African Journal of
Political Science and International Relations

  • Abbreviation: Afr. J. Pol. Sci. Int. Relat.
  • Language: English
  • ISSN: 1996-0832
  • DOI: 10.5897/AJPSIR
  • Start Year: 2007
  • Published Articles: 402

Article in Press

REFLECTIONS ON AFRICANIST LITERATURE ON INTERNATIONAL RELATIONS DISCOURSE AND PRACTICE

Albert K. Domson-Lindsay

  •  Received: 08 January 2024
  •  Accepted: 20 February 2024
There have been major works on Africa (hereafter labelled Africanist literature) that are critical of International Relations as an academic discipline. The discipline is labelled ‘provincial IR’ or ‘Eurocentric’ rather than universal.
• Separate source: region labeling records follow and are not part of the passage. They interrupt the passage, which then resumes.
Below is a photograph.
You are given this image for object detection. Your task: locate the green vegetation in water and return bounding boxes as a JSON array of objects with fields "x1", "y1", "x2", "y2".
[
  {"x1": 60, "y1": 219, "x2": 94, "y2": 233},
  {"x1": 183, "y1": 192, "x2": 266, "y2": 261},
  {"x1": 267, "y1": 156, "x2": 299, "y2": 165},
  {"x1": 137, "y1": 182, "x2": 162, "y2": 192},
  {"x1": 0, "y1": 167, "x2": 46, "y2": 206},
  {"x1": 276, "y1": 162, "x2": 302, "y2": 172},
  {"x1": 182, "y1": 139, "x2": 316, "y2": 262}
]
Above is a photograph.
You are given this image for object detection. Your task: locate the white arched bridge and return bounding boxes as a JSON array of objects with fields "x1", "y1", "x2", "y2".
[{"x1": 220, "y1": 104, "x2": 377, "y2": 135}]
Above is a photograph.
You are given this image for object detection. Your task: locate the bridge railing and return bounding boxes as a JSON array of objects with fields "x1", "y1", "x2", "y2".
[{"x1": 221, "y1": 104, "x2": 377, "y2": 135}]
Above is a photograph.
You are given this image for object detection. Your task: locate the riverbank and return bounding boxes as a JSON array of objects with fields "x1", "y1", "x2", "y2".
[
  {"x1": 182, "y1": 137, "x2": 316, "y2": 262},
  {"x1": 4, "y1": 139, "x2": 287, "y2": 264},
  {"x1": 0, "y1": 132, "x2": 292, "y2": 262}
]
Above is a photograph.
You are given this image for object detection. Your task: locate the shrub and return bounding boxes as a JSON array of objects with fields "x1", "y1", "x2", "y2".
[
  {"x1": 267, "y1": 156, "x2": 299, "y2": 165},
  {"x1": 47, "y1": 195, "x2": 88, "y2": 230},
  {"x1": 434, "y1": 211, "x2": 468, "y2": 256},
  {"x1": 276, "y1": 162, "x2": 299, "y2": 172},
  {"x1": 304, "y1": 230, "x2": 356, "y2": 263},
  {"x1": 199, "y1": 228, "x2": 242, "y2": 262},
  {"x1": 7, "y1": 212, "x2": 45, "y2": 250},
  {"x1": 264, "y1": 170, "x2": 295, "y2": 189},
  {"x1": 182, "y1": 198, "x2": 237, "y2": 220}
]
This description is based on an assumption that IR reflects western experience and values and that IR concepts and theoretical postulates are ‘parochial views that rarely correspond to the lived experiences of African people and politics’. All this has led to calls to understand IR from an African perspective. This article is a reflection on the arguments behind the growing critique of IR theory and concepts by Africanist scholars and the counter arguments. Against the assertion that IR theory has limited validity, the article demonstrates that existing body of IR theories provide the tools to adequately explain Africa’s international relations. The study questions notions of Afro-centric or Eurocentric perspectives on grounds that the idea assumes an uncontaminated African or Western world and ignores the fact that in many places the local and the exotic ‘co-exist simultaneously’. Significantly the study moves beyond the parochial reading of IR and contributes to the emerging alternative position that sees international norms, values and practices as the result of continuing interactive process among cultures.

Keywords: Reflection, critique, International Relations, African perspective, cultural interactions.